Another significant capability available in Limelight Realtime Streaming is the ability to share bidirectional data. This sharing of integrated data along with video allows content distributors to develop their own creative ways to use data as part of live video workflows. For example, viewers watching live sporting events could receive statistics about their favorite players and even vote on their favorite plays or choose which camera angle they would like to view. Gamers can have an integrated chat channel with their video, and online auctions can be streamed along with the ability for viewers to bid on items in realtime by hitting a button. These interactive capabilities open many new business opportunities.

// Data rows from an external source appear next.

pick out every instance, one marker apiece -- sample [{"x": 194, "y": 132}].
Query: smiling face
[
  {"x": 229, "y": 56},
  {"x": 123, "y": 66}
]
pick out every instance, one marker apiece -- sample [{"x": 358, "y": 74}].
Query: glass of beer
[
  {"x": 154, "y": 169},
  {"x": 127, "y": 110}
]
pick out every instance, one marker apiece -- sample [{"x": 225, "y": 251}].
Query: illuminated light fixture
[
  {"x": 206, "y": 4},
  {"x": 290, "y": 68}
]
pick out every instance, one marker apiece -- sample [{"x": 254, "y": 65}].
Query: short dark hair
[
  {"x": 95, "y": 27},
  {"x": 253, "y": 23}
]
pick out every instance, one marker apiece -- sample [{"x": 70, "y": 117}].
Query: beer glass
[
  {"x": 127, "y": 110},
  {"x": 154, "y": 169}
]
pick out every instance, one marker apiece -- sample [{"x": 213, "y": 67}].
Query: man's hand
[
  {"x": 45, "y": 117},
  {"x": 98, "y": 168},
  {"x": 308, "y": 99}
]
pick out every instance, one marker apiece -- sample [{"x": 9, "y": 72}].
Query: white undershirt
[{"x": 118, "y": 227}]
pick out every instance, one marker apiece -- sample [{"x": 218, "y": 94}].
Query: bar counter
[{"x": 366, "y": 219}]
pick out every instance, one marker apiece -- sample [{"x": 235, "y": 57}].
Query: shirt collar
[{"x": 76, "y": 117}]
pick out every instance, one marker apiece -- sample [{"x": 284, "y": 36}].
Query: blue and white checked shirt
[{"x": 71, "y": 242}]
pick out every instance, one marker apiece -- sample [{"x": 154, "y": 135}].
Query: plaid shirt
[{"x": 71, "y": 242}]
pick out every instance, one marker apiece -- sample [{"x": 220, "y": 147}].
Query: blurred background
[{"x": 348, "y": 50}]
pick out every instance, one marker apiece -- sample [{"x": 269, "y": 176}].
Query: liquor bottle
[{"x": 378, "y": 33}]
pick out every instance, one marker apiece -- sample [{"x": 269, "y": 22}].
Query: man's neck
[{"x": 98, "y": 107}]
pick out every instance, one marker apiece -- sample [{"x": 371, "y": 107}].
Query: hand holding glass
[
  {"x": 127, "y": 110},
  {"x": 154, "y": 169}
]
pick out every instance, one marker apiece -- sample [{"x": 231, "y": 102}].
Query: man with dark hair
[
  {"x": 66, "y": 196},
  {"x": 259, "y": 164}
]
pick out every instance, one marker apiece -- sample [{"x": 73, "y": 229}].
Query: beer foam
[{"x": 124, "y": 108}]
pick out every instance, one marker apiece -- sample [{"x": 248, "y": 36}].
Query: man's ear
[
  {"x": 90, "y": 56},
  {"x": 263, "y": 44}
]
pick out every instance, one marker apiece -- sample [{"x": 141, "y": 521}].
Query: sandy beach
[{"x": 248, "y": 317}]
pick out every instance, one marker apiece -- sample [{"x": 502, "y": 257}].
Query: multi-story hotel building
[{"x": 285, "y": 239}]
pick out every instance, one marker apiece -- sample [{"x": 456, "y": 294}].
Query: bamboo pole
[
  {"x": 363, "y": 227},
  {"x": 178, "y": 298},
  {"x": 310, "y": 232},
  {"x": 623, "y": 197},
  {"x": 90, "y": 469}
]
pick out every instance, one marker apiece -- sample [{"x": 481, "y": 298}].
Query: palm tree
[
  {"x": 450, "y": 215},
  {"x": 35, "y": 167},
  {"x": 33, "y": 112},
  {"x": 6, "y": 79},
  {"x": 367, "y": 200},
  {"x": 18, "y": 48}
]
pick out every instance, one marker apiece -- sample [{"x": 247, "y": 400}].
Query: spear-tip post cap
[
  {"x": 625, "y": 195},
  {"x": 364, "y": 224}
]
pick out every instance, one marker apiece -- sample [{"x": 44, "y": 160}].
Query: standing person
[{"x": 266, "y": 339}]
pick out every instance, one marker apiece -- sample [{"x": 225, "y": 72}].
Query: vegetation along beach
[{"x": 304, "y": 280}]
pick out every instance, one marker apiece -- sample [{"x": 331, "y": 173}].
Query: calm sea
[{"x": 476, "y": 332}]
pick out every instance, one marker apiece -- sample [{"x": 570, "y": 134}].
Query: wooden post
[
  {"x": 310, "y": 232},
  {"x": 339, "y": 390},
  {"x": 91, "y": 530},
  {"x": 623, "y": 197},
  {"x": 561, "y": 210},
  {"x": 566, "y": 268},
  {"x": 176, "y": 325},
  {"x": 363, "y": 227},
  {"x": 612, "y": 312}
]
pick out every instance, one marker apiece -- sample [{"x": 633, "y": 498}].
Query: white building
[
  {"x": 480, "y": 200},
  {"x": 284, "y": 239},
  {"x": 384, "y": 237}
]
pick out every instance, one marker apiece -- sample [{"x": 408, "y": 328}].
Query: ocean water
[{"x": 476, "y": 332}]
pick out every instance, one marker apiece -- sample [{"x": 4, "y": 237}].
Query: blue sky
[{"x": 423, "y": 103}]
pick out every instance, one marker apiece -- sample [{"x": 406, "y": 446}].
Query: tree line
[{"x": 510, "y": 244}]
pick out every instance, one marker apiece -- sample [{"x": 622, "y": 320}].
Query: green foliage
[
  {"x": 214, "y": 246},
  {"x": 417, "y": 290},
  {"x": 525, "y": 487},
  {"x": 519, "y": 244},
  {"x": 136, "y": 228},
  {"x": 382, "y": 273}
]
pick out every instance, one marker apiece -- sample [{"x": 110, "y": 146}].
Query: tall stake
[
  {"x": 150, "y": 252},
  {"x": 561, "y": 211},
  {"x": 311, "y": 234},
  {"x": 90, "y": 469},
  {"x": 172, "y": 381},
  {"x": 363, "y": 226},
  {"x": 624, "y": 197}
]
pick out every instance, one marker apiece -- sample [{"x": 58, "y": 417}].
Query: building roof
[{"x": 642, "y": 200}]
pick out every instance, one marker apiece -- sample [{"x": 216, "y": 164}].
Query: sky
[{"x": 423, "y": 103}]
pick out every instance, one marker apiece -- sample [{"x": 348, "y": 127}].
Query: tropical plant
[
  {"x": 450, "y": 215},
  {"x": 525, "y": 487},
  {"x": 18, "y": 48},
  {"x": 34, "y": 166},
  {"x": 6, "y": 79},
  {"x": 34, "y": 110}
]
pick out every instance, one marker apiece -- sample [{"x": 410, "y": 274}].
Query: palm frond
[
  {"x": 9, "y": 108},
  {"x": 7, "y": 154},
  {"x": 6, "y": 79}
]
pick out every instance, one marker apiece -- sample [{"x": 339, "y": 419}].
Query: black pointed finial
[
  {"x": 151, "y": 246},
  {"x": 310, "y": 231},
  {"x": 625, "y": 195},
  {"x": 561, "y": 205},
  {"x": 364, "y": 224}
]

Viewers have come to expect high-quality online viewing experiences. This means a sub-second latency solution must be as robust as today’s global HLS and DASH chunked delivery infrastructure, providing the same levels of resiliency, redundancy, security, and global scale. Audiences expect a broadcast quality experience from online video. Adaptive Bitrate Streaming (ABS) enables delivery of the highest possible picture quality to each viewer, even over changing network conditions, ensuring the best possible online experience. With adaptive streaming, the source video is encoded in multiple bitrates and resolutions. When a viewer plays the video, the highest possible picture quality that is supported by the viewer’s network connection will be streamed. If conditions change and video is streamed at a slower rate, the adaptive player will request a lower bitrate encoding to avoid rebuffering. Similarly, if network conditions improve, a higher quality encoding will be requested. Adaptive bitrate streaming ensures viewers receive the highest picture quality and the lowest rebuffer rates by adapting to the speed of the user’s internet connection.
Consumer demand for low-latency live video streaming is growing. With multiple solutions being developed to deliver low latency streams, it’s important to understand the characteristics of the different technologies and how they can support your specific use case. In addition to reducing the delay in live video streams, new capabilities are being developed that change the live viewing experience. Probably the most significant, based on potential new revenue opportunities, is the ability to integrate realtime data with live video to create interactive experiences. As with every commercial streaming video service, monetization is critically important, and the new business models enabled by interactivity will provide additional revenue opportunities.
If you are currently distributing live video or planning to do so in the future, you should consider how low-latency streaming solutions such as Limelight Realtime Streaming could help you increase the monetization of your live content. By integrating data with your video streams, you can offer new interactive experiences that provide new revenue opportunities and increase viewer engagement.
Limelight offers a complete range of live video streaming services with the experience delivering and supporting the largest live events in the world. No matter which technology fits your use case requirements, Limelight is committed to helping you deliver the best online experiences to your viewers and maximizing the value of your online content.